На крыше троллейбуса лежал толстый слой снега, по которому пробегала поземка, упругие мачты, обледенелые, как два рога инфернального зверя, высекали искры на развилках контактных проводов, троллейбус гудел: "у-у-у", и этому гудению вторили снежные вихри: "шис-ши-ис-шис". Беляев протиснулся в салон с заиндевевшими окнами и черными скважинками на них, проделанными человеческими дыханиями, теплыми, живыми, чтобы не просто ехать, а ехать и смотреть, потому что движение в закрытом пространстве, подобно первому приближению к смерти, или, смягчая это выражение, знакомству с неизвестной в темной комнате, когда буквально зрительный нерв в бездействии бунтует.

Ощущение той прежде всего было зрительным. Беляев как бы гладил взглядом ее несколько по-северному холодноватое лицо с белейшей кожей, гладил ее маленькое ухо с затянувшейся, едва заметной дырочкой для серьги, она почему-то была без сережек, вообще она была без украшений, и Беляев едва помнил – пользовалась ли она косметикой, этими разными тушами, тенями, румянами, помадами.

Классическое северное лицо, сдержанная улыбка и идеальный прямой нос все это он видел в разном освещении, но именно в освещении, и без смущения оглядывал ее, до поры до времени избегая смотреть в глаза. Может быть, именно глаза, в которые он потом заглянул и научили в них смотреть, не пугаясь собственного смущения, вызвали в нем взрыв энергии. Глаза – это все! Они выдают любую тайну и особенно такую редкую и в то же время такую распространенную, присущую каждому человеку, будь то женщина или мужчина, тайну любви.
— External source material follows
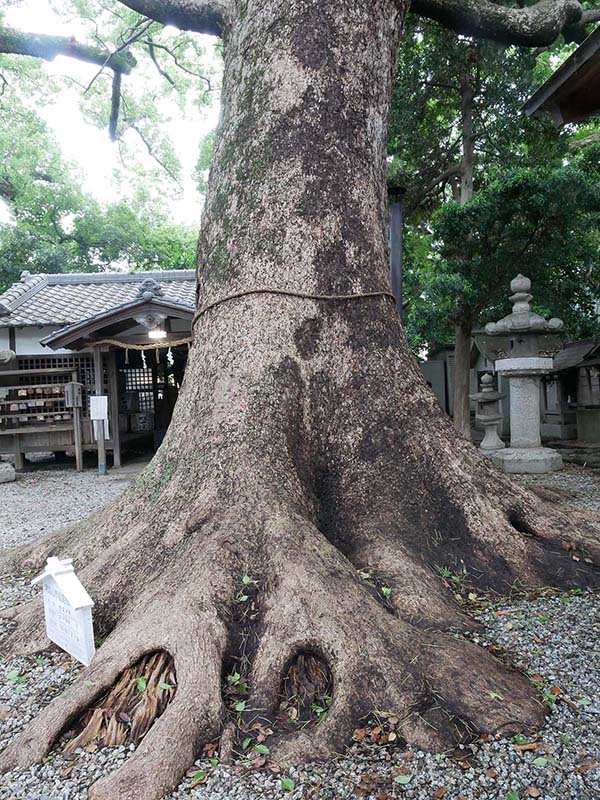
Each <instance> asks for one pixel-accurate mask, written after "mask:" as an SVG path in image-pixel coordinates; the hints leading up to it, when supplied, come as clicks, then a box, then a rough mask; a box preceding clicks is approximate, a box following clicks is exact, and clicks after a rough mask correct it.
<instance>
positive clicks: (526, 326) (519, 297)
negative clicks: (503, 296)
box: [485, 273, 563, 336]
И он смотрел в ее глаза и поглощал из них намеки симпатии к нему, отказ виден сразу в равнодушии взгляда, в пассивности зрительного нерва, а здесь глаза нервничали, но, разумеется, столь незаметно, что она не теряла, хотя и была молода, очень молода, самообладания. И в этом был основной смысл взгляда, знак его и суть. Примагнитился как бы взгляд, отталкивая все прочие чувства назад, в очередь, если, конечно, можно выстроить все человеческие чувства в очередь.